Watkins’ dedication and spirit proved contagious, and the team set new milestones. In 1993, FDU rejoined the perennially strong Middle Atlantic Conference (MAC) and finished with a new school mark of eight victories with just two defeats (the team had belonged to the MAC from 1978 to 1983). The squad qualified for a berth in the Eastern College Athletic Conference (ECAC) playoffs, narrowly losing a hard-fought contest against Wesley, 6-0.

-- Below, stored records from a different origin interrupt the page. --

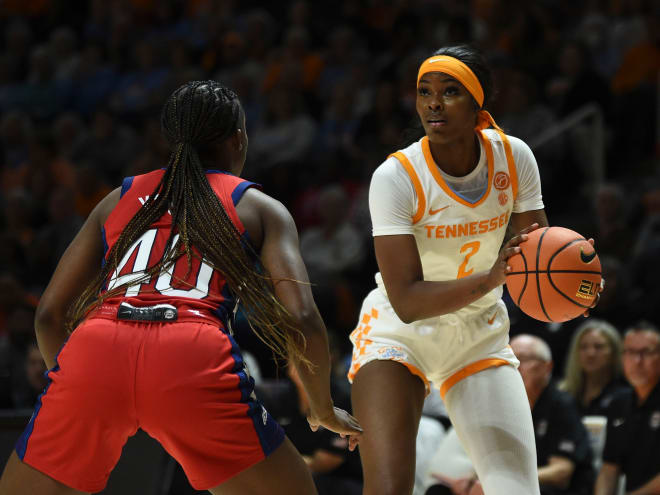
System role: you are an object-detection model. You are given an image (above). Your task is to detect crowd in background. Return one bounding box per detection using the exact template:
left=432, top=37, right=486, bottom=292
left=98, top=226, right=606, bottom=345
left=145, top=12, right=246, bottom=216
left=0, top=0, right=660, bottom=494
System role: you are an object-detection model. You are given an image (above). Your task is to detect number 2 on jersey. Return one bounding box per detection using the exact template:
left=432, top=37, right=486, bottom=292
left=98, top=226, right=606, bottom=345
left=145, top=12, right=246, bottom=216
left=456, top=241, right=481, bottom=278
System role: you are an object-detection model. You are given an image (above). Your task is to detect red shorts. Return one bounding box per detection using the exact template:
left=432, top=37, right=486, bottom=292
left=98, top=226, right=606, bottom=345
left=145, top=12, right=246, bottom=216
left=16, top=318, right=284, bottom=492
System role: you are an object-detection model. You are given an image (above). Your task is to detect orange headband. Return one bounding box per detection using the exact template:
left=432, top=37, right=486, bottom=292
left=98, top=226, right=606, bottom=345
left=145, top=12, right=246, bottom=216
left=417, top=55, right=484, bottom=107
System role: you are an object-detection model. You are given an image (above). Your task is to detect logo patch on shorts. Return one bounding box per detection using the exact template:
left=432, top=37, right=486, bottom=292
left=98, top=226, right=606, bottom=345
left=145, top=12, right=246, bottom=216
left=378, top=347, right=408, bottom=361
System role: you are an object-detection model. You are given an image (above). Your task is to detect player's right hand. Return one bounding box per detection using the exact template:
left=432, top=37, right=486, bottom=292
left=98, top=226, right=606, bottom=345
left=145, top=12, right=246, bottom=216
left=307, top=407, right=362, bottom=450
left=489, top=223, right=539, bottom=287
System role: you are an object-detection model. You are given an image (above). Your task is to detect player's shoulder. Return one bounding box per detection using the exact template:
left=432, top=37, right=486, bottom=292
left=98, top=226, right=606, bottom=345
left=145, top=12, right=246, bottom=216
left=373, top=140, right=424, bottom=176
left=484, top=129, right=530, bottom=153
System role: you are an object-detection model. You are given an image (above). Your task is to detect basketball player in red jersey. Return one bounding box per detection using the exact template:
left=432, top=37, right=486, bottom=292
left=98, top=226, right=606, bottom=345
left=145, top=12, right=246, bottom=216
left=0, top=81, right=361, bottom=495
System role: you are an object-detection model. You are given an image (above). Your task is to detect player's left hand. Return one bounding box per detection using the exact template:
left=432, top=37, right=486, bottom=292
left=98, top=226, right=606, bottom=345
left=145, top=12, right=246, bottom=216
left=582, top=238, right=605, bottom=318
left=307, top=407, right=362, bottom=451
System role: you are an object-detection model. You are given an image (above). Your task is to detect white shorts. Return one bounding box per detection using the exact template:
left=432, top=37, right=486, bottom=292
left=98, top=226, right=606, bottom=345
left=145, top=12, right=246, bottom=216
left=348, top=288, right=519, bottom=398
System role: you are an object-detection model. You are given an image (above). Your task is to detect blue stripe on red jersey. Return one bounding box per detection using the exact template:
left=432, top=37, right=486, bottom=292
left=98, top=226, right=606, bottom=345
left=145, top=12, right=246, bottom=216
left=119, top=177, right=135, bottom=198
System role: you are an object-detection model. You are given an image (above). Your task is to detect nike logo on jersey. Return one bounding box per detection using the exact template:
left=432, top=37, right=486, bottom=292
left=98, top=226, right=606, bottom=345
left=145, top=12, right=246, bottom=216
left=580, top=248, right=596, bottom=263
left=429, top=205, right=451, bottom=215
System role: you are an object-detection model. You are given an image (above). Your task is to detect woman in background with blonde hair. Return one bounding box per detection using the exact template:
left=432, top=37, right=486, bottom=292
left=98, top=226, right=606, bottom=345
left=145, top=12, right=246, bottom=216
left=560, top=318, right=625, bottom=416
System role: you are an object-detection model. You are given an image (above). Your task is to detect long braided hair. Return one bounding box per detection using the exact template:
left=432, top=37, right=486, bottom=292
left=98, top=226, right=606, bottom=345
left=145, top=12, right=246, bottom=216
left=67, top=81, right=310, bottom=365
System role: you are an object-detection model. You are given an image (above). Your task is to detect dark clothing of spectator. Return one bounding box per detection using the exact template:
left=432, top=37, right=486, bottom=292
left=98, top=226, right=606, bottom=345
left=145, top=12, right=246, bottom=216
left=532, top=384, right=595, bottom=495
left=603, top=383, right=660, bottom=492
left=577, top=380, right=630, bottom=416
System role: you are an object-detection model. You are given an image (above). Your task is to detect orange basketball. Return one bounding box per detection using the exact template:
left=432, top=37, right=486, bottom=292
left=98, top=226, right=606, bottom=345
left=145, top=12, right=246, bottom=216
left=506, top=227, right=601, bottom=321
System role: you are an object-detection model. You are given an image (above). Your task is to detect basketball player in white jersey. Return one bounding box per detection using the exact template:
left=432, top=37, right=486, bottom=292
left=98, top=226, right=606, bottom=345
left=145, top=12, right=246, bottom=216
left=349, top=46, right=548, bottom=495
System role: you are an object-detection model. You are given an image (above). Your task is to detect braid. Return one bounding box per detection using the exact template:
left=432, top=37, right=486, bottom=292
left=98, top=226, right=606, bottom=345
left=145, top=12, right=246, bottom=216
left=67, top=81, right=310, bottom=365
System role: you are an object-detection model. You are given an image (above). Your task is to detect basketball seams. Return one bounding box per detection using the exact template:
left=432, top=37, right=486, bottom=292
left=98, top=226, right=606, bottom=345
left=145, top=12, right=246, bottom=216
left=548, top=237, right=601, bottom=309
left=536, top=227, right=554, bottom=321
left=506, top=227, right=602, bottom=322
left=507, top=270, right=601, bottom=277
left=509, top=251, right=529, bottom=306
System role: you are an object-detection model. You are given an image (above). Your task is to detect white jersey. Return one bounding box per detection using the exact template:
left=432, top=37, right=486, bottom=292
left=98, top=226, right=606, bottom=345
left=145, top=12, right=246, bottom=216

In addition to the team accomplishments, the 1993 season showcased some great players including linebacker Ed Schon and quarterback Frank Plefka, who both were named All-American honorable mentions. But there was one star who exploded onto the scene. Vic Moncato seemingly did it all for the Devils, catching passes, returning kicks, booming punts and scoring touchdowns. In 1993, the junior set school records for receiving yards in a season (1,217) and a game (220), while also breaking marks for most catches in one year (64) and in one game (11). Moncato scored a University all-time high 14 touchdowns and averaged a record 42.3 yards per punt, including a 70-yard boot that still stands as the longest at FDU. 

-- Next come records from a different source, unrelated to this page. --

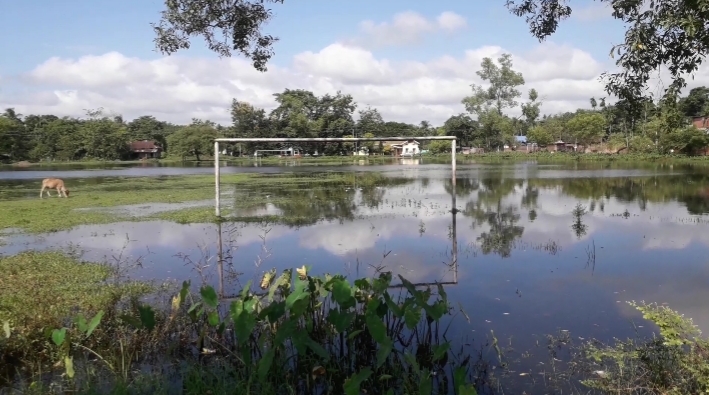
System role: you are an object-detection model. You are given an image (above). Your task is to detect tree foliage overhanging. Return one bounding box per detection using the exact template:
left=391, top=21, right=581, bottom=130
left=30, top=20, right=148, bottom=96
left=0, top=54, right=709, bottom=162
left=507, top=0, right=709, bottom=105
left=153, top=0, right=709, bottom=106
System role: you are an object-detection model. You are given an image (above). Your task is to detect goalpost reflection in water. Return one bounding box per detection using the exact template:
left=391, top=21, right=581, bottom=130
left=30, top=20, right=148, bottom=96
left=217, top=176, right=458, bottom=301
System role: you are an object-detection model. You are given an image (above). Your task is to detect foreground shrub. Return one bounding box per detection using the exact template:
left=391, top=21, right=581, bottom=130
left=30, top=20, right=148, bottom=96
left=580, top=303, right=709, bottom=395
left=0, top=260, right=492, bottom=395
left=0, top=251, right=152, bottom=362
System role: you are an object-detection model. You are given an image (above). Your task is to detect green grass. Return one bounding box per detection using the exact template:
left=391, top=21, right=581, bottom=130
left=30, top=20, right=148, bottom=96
left=0, top=251, right=153, bottom=364
left=0, top=175, right=249, bottom=233
left=0, top=172, right=398, bottom=233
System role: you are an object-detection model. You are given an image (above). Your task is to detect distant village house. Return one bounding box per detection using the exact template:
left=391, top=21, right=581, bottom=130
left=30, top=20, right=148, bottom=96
left=391, top=140, right=421, bottom=157
left=129, top=140, right=162, bottom=159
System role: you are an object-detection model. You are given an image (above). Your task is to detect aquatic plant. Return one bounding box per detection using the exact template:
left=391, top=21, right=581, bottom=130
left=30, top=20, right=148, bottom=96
left=0, top=257, right=493, bottom=395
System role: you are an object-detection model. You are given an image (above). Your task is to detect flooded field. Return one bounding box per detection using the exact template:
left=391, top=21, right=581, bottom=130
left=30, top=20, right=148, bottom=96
left=0, top=159, right=709, bottom=392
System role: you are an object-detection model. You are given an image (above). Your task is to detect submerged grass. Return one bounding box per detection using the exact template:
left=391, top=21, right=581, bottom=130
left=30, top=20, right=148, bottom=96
left=0, top=251, right=154, bottom=362
left=0, top=172, right=386, bottom=233
left=0, top=253, right=490, bottom=395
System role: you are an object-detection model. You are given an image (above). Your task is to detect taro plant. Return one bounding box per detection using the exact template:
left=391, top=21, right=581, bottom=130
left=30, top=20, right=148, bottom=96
left=579, top=302, right=709, bottom=395
left=49, top=310, right=104, bottom=379
left=173, top=267, right=476, bottom=395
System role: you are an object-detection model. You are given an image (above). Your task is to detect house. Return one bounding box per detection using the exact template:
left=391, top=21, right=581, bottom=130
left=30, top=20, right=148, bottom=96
left=457, top=147, right=485, bottom=155
left=128, top=140, right=162, bottom=159
left=391, top=140, right=421, bottom=157
left=692, top=117, right=709, bottom=132
left=547, top=140, right=578, bottom=152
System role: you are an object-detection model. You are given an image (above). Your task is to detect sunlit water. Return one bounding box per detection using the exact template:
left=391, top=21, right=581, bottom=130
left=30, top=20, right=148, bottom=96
left=0, top=159, right=709, bottom=392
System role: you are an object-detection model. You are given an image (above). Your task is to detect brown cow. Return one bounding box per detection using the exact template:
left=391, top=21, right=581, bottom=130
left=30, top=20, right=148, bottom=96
left=39, top=178, right=69, bottom=199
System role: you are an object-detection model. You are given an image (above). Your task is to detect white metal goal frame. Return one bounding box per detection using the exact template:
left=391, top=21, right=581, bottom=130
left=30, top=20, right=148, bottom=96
left=214, top=136, right=456, bottom=217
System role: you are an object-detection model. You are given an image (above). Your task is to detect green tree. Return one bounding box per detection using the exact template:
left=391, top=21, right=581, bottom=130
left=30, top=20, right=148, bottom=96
left=507, top=0, right=709, bottom=105
left=522, top=88, right=542, bottom=127
left=660, top=126, right=709, bottom=155
left=357, top=107, right=384, bottom=136
left=679, top=86, right=709, bottom=117
left=127, top=115, right=172, bottom=151
left=527, top=125, right=554, bottom=147
left=30, top=118, right=82, bottom=160
left=462, top=54, right=524, bottom=115
left=566, top=112, right=606, bottom=146
left=462, top=54, right=524, bottom=148
left=168, top=120, right=218, bottom=161
left=443, top=114, right=479, bottom=147
left=151, top=0, right=283, bottom=71
left=77, top=113, right=130, bottom=160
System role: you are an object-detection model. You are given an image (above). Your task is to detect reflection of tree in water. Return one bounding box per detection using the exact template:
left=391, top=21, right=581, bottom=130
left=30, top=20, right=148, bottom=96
left=443, top=178, right=480, bottom=198
left=478, top=176, right=524, bottom=204
left=527, top=209, right=537, bottom=222
left=522, top=184, right=539, bottom=210
left=237, top=172, right=414, bottom=226
left=571, top=203, right=588, bottom=239
left=529, top=175, right=709, bottom=214
left=464, top=201, right=524, bottom=258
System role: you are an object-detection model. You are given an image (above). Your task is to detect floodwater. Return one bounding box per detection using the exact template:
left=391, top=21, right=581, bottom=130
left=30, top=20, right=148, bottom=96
left=0, top=162, right=709, bottom=392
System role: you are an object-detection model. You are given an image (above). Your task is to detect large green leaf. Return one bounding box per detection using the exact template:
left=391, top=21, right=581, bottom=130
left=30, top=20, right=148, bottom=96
left=199, top=285, right=219, bottom=309
left=86, top=310, right=103, bottom=337
left=138, top=306, right=155, bottom=331
left=343, top=367, right=372, bottom=395
left=52, top=328, right=66, bottom=346
left=332, top=278, right=356, bottom=309
left=258, top=348, right=276, bottom=383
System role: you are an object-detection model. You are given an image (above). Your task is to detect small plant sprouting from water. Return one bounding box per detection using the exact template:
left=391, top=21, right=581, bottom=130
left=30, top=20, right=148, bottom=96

Moncato’s feats were nationally heralded. He was featured in Sports Illustrated as the “most versatile athlete” in Division III football and was named the MAC Most Valuable Player and first team All-American. Topping the honors was his selection as one of three finalists for the Melberger Award, presented to the most outstanding football player in Division III. 

While there were many highlights in 1993, the team and the entire University suffered a tragic loss on December 21, when Wade Watkins died. Watkins, who was only 30 years old, was stricken with encephalomyelitis, a rare disease that causes inflammation of the brain. “He was the most enthusiastic person about life that I’ve ever met,” says Klika. 

Playing the following season in memory of Watkins, the Devils pledged to “Win Wade’s War in ’94” and, despite a late-season slump, earned their second consecutive winning season. Moncato enjoyed another stellar campaign and broke his own record for receiving yards in a game (230). He was named to the All-American second team and finished his FDU career as the all-time leader in receiving yardage (2,854), receptions (168), touchdown receptions (30) and points (192).

The next season, wideout Jake Doran emerged from Moncato’s shadow and put up impressive numbers on his way to garnering second team All-American honors. Doran led FDU to an early season win over nationally ranked Widener University with a school-record 268 receiving yards, which was the third highest total in the nation in 1995. He also finished the year ranked second in the country with 133.4 receiving yards per game and second on the FDU single-season list with 1,201 receiving yards. Doran pulled in 70 passes to break Moncato’s mark and snared a school record 13 catches in one game.

All eras must come to an end, and so after 23 years, Klika decided to step down as head coach and devote his full attention to serving as the athletics director. FDU offensive coordinator Larry Arico became only the second head coach in school history, and in his first season in 1997, he was greeted with one of the most difficult schedules in the nation, playing six nationally ranked teams. While the recent Devils have struggled in the win-loss column, they have displayed both heart and character and shown signs that the future is in good hands. 

The Devils’ program has come a long way since 1974 and members of that first team can take great pride in the legacy they began. (During this year’s homecoming celebration, FDU honored members of the first team.)  For the players, for the fans and for the entire University, the decision made by Shields and Griffo in 1973 has borne much to cheer about. In Shields’ words, “It was a wonderful choice.” —A.C./A.W.